The parliament of Republic of Tunisia is a bicameral legislature with an upper and a lower house. The Chamber of Deputies (Majlis al-Nuwaab) is composed of 182 members, elected by universal suffrage for a five-year term of office. Twenty percent of the seats are allocated to opposition parties in proportion to the votes they receive in elections. The Chamber of Councilors (Majlis al-Mustasharin) was created as part of sweeping constitutional changes in May 2002, and has yet to hold its first session as of early 2004. The constitution dictates that the number of members to the Chamber of Councilors shall be set every six years, and shall not exceed two-thirds of the number of members of the Chamber of Deputies. The membership of the upper house will come from three sources. Each governorate will have one or two representatives according to population, to be elected indirectly by the municipal councils. One-third of the members will be elected by trade unions and professional associations on a national level, and the final third of the members will be appointed by the president from among well-known personalities.

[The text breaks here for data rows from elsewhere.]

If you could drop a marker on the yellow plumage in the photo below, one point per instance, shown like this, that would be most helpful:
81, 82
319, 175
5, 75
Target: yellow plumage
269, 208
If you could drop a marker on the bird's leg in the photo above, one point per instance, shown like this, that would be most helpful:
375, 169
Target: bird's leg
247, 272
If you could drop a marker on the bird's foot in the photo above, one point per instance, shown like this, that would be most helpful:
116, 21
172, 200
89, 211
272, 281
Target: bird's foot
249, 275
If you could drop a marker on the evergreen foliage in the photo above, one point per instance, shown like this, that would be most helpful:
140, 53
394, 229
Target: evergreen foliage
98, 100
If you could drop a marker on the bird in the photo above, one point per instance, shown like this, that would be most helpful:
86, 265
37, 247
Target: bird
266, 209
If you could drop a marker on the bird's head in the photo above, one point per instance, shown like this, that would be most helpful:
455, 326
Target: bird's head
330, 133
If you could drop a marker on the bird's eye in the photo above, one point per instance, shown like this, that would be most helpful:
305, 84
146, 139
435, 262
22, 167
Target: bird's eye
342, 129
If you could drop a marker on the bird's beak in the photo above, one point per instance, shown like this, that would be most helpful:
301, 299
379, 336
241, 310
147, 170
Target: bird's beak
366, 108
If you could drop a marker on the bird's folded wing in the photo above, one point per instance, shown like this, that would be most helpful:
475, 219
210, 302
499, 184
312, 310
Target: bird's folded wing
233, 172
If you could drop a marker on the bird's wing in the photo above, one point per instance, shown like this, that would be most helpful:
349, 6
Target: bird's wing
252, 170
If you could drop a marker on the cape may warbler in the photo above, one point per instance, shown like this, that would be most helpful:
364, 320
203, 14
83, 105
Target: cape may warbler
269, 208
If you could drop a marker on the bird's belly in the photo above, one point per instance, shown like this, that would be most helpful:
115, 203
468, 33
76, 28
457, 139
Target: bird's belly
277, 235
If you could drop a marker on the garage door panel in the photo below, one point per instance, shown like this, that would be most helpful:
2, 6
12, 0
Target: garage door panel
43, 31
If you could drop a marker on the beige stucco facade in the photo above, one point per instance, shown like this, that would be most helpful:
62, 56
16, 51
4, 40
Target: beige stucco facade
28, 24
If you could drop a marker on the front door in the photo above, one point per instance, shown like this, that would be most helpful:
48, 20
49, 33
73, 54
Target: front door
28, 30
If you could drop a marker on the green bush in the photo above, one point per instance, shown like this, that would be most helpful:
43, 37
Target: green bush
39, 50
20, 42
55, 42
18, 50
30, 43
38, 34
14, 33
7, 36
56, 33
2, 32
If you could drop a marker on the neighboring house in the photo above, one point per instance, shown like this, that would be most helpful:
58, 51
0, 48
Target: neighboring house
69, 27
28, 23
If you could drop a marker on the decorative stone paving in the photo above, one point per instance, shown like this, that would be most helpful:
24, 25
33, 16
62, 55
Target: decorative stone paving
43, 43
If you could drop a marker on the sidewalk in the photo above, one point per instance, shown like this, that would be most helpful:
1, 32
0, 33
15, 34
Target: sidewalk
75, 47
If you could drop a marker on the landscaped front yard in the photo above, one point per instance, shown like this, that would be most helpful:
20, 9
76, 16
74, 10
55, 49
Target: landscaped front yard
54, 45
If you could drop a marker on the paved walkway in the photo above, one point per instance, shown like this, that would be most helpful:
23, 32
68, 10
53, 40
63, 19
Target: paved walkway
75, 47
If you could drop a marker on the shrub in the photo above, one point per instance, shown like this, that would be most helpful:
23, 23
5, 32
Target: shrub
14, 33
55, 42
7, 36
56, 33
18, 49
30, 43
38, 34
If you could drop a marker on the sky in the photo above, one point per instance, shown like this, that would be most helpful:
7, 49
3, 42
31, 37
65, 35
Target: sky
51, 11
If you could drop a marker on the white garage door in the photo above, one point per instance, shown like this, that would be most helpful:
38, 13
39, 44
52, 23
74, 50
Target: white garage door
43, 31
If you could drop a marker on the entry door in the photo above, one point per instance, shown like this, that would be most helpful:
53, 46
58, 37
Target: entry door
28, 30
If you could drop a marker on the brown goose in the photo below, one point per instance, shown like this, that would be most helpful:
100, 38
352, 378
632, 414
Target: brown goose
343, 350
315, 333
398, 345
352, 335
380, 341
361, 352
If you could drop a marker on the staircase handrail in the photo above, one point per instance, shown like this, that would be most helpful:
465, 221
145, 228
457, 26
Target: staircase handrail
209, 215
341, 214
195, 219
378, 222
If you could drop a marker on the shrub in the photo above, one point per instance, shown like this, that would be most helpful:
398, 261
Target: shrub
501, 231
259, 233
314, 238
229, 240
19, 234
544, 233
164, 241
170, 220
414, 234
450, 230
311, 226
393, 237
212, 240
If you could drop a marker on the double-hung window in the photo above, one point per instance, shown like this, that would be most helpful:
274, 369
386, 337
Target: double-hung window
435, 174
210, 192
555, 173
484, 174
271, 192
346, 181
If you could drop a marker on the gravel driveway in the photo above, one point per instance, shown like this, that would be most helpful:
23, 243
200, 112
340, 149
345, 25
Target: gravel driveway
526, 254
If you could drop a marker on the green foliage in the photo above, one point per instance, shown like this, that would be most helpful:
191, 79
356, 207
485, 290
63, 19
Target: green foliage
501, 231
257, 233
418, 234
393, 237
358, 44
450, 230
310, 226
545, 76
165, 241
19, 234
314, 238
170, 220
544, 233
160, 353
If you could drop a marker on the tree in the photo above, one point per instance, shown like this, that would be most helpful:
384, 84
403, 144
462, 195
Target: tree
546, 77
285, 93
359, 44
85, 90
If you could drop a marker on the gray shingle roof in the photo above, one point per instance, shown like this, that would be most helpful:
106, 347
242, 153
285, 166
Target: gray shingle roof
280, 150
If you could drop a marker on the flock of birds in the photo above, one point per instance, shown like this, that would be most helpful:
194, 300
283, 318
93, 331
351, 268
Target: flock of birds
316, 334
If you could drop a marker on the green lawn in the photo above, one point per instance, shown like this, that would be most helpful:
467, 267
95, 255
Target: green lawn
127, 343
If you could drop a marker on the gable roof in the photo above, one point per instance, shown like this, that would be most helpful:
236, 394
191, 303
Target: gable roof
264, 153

A motion of censure against the government may be initiated if it is signed by at least half of the membership of the Chamber of Deputies. The actual vote on censure may not take place before 48 hours elapse. The motion is adopted by two-thirds of the parliament. If the parliament adopts a second motion of censure within the same legislative period, the president of the republic either accepts the resignation of the government or dissolves the parliament, calling for new elections within 30 days. Only the Chamber of Deputies may introduce a motion of censure or require the members of the government to appear for questioning.
Following the legislative elections of 1994, the lower house of the Tunisian parliament became a pluralistic institution whose members include opposition representatives. Prior to the latest parliamentary elections in October 1999, changes in the electoral law made it possible for smaller parties that were unsuccessful to have representation in the parliament. The number of women in parliament has also increased from 11 to 21.

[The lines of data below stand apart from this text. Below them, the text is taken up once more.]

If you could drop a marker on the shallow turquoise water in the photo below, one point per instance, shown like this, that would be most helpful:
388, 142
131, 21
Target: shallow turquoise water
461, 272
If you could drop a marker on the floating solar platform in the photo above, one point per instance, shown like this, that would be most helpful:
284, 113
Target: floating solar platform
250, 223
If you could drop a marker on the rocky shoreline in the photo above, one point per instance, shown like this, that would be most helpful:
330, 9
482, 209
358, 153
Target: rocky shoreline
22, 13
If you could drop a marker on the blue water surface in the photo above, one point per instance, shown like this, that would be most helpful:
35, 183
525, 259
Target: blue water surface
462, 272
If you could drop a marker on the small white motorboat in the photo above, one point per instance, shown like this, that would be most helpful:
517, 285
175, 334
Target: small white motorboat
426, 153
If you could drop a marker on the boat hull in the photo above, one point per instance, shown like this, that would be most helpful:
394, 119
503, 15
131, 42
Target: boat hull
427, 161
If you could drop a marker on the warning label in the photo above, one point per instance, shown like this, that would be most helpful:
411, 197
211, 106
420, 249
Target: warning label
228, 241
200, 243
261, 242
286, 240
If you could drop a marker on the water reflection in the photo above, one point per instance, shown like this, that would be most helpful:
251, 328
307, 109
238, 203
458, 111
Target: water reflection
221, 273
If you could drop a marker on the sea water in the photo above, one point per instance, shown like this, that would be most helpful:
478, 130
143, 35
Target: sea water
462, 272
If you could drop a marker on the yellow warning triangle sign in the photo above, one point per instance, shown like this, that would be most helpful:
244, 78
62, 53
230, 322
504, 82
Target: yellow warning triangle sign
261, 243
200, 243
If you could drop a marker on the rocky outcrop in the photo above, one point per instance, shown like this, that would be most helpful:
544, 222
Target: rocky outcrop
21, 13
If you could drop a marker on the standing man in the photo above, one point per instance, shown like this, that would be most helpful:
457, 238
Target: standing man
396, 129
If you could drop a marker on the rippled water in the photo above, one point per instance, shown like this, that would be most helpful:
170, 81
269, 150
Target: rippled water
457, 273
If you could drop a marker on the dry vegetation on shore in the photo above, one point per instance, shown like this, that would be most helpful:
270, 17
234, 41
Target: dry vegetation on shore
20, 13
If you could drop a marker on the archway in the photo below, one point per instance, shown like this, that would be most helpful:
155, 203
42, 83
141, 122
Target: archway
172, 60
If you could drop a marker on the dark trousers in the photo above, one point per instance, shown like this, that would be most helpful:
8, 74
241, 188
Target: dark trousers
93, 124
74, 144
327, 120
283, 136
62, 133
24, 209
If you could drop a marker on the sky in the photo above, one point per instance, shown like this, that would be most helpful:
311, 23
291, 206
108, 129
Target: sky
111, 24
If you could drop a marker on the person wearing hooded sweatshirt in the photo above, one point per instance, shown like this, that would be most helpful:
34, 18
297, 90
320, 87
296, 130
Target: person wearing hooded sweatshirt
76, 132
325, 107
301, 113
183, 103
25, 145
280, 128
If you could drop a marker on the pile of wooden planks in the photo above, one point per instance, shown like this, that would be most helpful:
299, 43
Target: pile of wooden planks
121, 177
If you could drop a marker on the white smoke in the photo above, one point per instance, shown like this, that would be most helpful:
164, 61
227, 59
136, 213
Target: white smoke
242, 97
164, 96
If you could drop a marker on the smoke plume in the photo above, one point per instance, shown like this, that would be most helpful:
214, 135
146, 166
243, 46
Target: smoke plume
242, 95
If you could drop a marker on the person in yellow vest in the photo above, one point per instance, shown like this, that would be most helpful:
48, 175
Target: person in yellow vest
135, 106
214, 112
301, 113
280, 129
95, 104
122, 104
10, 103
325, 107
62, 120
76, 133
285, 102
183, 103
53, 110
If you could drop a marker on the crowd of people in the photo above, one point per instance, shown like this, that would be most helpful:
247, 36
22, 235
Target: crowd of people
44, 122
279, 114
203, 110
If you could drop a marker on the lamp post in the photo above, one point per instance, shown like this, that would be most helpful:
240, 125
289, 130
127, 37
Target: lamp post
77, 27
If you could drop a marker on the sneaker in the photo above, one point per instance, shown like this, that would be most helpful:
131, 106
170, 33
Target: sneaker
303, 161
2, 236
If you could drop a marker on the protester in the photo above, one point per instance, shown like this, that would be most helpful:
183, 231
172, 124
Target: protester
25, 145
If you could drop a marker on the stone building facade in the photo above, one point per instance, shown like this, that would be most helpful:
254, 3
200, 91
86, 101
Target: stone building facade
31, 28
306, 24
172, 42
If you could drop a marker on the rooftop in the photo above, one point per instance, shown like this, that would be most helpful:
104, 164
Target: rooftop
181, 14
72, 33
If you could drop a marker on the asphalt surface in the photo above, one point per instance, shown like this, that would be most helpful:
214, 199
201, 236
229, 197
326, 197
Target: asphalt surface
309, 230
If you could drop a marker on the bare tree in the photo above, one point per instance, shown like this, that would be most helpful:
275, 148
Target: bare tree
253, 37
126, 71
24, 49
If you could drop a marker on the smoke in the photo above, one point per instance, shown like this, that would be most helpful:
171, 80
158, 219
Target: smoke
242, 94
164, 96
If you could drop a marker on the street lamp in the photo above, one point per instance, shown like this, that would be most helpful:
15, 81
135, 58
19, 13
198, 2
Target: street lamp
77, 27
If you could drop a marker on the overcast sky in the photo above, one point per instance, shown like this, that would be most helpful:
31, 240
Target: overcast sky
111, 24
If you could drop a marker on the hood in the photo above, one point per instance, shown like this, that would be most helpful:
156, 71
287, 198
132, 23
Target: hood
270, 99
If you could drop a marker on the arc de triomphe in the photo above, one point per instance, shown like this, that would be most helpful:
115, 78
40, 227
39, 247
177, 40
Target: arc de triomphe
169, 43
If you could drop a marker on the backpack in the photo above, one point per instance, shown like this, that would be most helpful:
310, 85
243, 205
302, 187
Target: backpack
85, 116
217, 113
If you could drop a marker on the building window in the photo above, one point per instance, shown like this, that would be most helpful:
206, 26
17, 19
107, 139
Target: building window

Sessions, Dissolution, State of Exception
The parliament shares legislative powers with the president of the republic. It meets each year in ordinary sessions, beginning in October and ending in July. The Chamber of Deputies elects its own president by secret majority vote of members for a one-year term. If the presidency of the republic falls vacant, the President of the Chamber of Deputies takes charge of state affairs temporarily for a period of 45 to 60 days. The current president of the parliament is Fouad Mebazaa. The secretary general is Farouk Aouadi.

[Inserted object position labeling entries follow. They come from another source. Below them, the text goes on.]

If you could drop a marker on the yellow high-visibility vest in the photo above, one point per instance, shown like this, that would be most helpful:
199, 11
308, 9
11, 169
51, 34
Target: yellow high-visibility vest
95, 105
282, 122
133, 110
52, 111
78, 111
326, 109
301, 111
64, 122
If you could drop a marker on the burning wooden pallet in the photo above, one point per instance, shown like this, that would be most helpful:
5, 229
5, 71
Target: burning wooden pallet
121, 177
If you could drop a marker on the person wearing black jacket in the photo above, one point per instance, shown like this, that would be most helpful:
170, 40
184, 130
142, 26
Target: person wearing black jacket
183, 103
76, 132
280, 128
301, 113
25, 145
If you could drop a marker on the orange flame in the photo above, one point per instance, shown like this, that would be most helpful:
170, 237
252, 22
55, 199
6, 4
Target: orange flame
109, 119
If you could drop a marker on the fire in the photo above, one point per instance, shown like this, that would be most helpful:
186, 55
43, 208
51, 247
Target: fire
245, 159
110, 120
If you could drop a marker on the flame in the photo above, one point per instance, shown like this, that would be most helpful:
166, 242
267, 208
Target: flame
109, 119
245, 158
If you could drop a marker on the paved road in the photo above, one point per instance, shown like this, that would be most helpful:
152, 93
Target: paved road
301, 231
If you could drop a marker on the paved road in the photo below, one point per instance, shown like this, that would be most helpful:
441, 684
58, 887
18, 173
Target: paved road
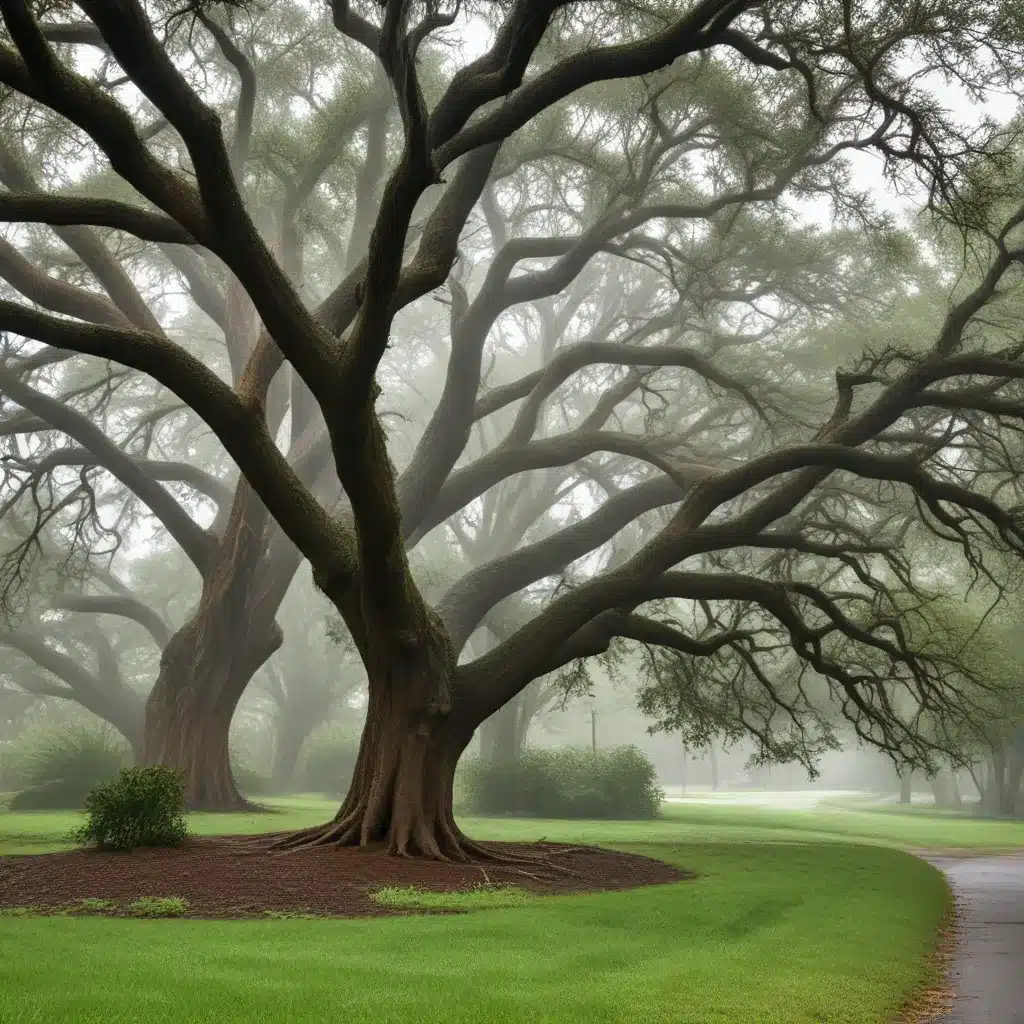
988, 970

Committee Structures and Membership
The parliament also elects permanent committees from among its members. During the vacation of the parliament, the president may, with the consent of the interested permanent committee, issue decree-laws, which must be submitted to the ratification by the parliament during the next ordinary session.
Legislative Drafting Processes
During its regular sessions parliament passes laws by absolute majority. Bills may be initiated either by the Chamber of Deputies or by the president. Bills introduced by the president are debated and voted on simultaneously in both houses. Bills initiated by the Chamber of Deputies must pass before being introduced into the Chamber of Councilors. The upper house cannot introduce legislation. In the case of substantive differences between bills passed by the Chamber of Deputies and the Chamber of Councilors, a committee is formed with representatives from each in order to resolve the differences. If no agreement can be reached, the version adopted by the Chamber of Deputies is submitted to the president. In the legislative process priority is given to bills presented by the president. The president of the republic may return a bill to the parliament for a second reading. If the bill is adopted by the parliament with a majority of two-thirds of its members, the law is promulgated and published within a second period of fifteen days. The law is published in the Official Journal of the Tunisian Republic within a maximum period of fifteen days, counting from the transmission by the president of the parliament. The parliament may authorize the president to issue decree-laws within a fixed time limit and for a specific purpose, but they must be submitted for ratification to the parliament upon expiration of that time limit.
The Minister Delegate to the Prime Minister in Charge of Human Rights, Communications, and Relations with the Chamber of Deputies coordinates the relationship between the executive and the legislative branches and oversees the parliament. No deputy can be arrested or prosecuted for the duration of his mandate. But in the event of flagrant crime the parliament may lift his/her immunity. The detention of a deputy may be suspended if the parliament so requests.
The Tunisian parliament is a member of both the Inter-Parliamentary Union (IPU) and the Arab Inter-Parliamentary Union (AIPU).